Le bureau du procureur de Paris a également envoyé une citation à comparaître à Elon Musk et à Mme Linda Yaccarino pour un interrogatoire volontaire le 20 avril à Paris, en tant que dirigeants réels et légaux au moment des événements faisant l'objet d'une enquête. Mme Yaccarino a démissionné de son poste de PDG X en juillet 2025 après 2 ans à ce poste.
L'enquête s'est étendue aux soupçons liés à l'outil d'IA Grok, un chatbot développé par la société xAI d'Elon Musk et intégré à X. Les autorités envisagent la possibilité que Grok diffuse du contenu niant l'Holocauste, ainsi que du contenu pornographique créé par deepfake.
Ces inquiétudes découlent de la réaction de la communauté internationale, lorsque les utilisateurs ont découvert qu'ils pouvaient sexualiser des images de femmes et d'enfants avec des commandes simples.

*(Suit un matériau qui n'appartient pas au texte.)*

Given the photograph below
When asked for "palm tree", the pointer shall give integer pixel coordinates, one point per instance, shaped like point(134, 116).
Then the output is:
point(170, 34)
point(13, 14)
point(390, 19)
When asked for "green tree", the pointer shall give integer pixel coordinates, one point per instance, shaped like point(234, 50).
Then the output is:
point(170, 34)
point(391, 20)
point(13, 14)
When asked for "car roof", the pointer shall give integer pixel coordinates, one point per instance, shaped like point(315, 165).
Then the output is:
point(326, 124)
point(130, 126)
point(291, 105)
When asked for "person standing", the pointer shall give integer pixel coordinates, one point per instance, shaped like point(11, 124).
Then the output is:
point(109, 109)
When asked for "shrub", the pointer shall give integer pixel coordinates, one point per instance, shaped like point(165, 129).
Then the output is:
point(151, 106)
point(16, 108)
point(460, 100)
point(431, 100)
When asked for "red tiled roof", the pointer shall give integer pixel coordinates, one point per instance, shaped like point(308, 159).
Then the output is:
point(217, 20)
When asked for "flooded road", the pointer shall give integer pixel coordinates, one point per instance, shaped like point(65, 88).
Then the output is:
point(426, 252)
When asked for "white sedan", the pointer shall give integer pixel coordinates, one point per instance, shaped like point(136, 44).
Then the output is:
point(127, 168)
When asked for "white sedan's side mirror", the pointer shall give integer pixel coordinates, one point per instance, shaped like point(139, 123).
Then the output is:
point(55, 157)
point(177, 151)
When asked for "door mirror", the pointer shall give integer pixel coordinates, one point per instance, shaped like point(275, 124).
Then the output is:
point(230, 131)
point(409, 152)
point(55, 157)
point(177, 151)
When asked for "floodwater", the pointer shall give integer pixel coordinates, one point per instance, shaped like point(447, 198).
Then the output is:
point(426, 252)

Les autorités britanniques et européennes ont ouvert des enquêtes connexes.
Europol, l'agence de police de l'Union européenne, a déclaré avoir envoyé des experts analystes sur les lieux pour soutenir le processus de perquisition à Paris.
En juillet 2025, les procureurs spécialisés dans la cybercriminalité ont demandé à la police d'ouvrir une enquête afin de clarifier un certain nombre d'accusations, notamment des actes de manipulation et d'extraction de données provenant de systèmes automatisés menés par un "gang criminel", après avoir reçu deux plaintes depuis janvier 2025.
Une plainte déposée par M. Eric Bothorel, député du parti du président français Emmanuel Macron. M. Bothorel estime que depuis que M. Elon Musk a repris le réseau social X en 2022, la diversité des voix et des choix sur la plateforme a diminué, accompagnée d'interventions personnelles dans la gestion.
X a vivement réagi à la divulgation par le bureau du procureur de Paris des informations sur la perquisition. Le service des relations gouvernementales de la société a estimé qu'il s'agissait d'un abus de pouvoir visant à atteindre des "objectifs politiques illégaux", affirmant que les raisons du raid étaient infondées et X a nié toutes les accusations.